Climate scientists may be self-censoring in order to get their work funded through government grants.
New data released by NPR this week shows that grants and research proposals from the National Science Foundation (NSF) using the term “climate change” in their title or summary have dropped by 40 percent this year when compared to 2016.
That’s only 302 grants using the term this year compared to 520 last year, NPR informó.
And according to researchers, that reduction might have everything to do with a political climate that’s hostile to their work.
Jacquelyn Gill, assistant professor of paleoecology at the University of Maine’s Climate Change Institute, said in an interview Wednesday that the decrease is likely a self-preservation tactic. Scientists know that work concerning climate research is closely watched and certain terms flagged.

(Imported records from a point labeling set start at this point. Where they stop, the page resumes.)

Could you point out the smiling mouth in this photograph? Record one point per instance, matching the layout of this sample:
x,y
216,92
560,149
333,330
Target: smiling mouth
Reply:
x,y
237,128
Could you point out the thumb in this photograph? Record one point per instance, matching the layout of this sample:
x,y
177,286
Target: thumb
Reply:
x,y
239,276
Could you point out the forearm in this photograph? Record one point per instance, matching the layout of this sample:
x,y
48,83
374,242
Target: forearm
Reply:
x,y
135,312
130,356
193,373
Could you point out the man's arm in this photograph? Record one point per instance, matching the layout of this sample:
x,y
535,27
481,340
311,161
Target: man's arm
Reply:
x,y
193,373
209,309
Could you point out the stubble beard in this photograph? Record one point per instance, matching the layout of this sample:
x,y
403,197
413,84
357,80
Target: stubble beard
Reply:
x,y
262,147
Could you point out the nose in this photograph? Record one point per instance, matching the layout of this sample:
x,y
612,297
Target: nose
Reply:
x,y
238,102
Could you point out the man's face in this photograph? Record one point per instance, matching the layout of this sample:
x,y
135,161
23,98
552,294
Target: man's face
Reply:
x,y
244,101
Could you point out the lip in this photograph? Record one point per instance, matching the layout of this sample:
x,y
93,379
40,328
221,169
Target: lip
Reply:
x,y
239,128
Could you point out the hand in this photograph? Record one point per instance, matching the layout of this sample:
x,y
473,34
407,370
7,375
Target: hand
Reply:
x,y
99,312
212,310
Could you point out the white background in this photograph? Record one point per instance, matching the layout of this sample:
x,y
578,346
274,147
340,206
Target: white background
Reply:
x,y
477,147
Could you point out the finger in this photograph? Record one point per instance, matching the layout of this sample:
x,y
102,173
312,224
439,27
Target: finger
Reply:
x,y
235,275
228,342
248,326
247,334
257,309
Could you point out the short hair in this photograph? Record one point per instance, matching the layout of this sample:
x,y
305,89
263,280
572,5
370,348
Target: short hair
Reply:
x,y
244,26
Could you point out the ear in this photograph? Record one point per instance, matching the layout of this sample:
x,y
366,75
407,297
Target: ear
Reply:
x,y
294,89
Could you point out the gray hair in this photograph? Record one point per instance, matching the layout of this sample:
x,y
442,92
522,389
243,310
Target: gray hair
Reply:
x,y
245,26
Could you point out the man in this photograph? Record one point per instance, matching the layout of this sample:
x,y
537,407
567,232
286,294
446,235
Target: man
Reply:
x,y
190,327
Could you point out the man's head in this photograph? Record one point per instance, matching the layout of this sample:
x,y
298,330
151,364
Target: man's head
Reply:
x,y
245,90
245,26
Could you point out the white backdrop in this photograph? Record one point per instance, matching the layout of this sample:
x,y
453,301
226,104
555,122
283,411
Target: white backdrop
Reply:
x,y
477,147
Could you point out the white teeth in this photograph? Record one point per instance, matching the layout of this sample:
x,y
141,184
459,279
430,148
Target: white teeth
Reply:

Gill said scientists are “often coached to talk about climate change without talking about climate change.” So they communicate more specifically and avoid the politically-charged term.
“You want to protect the funding. You want to do the research. You want to avoid spurious lawsuits,” she said, “but you also want to be make sure the work you are doing is impactful.”
Gill worries that the balancing act will eventually eliminate climate change from the national dialogue, all because of this “language game.” Even though the specific focus areas within climate research will persist, like extreme precipitation, drought, effects on animal behavior, and more, the overall umbrella term might morph over time.
An NSF spokesperson said the organization doesn’t comment on outside analyses, so they wouldn’t weigh in on the declining use of the term.
To NPR, the same spokesperson added, “NSF takes no position on the language used by researchers to describe physical processes and outcomes if the merit review process judges the language to be appropriate.”
Not everyone thinks that scientists are censoring themselves to work around a hostile administration, however.
Texas A&M University atmospheric sciences professor Andrew Dessler has an alternate hypothesis of what’s happening with the climate change proposals. He thinks the conversations and research about climate change are changing and becoming more specific as the science advances.
There’s more to discover from narrower fields, such as “extreme weather,” than the more all-encompassing concept of climate change.
“I’m skeptical that people are self-censoring,” he said in an interview on Wednesday. Instead, the focus is shifting. Dessler said he would have no qualms about submitting a research grant proposal using the term “climate change.”
NSF grants aren’t the only space where “climate change” is slowly vanishing because of political pressure from the current administration. Look to the U.S. Department of Energy, which earlier this year asked researchers to remove “climate change” and “global warming” from project descriptions seeking funding approval.
Or there’s the Environmental Protection Agency (EPA), which removed its extensive climate change website in April and has not fully restored it since. Both EPA administrator Scott Pruitt and Energy Secretary Rick Perry reject the mainstream climate science evidence showing that global warming is largely human-caused.
No matter what you call it or how hard you scrub government websites, the manifestations of climate change, with changing weather patterns, hotter temperatures, drought, and sea level rise, are still happening, and will only get worse with time.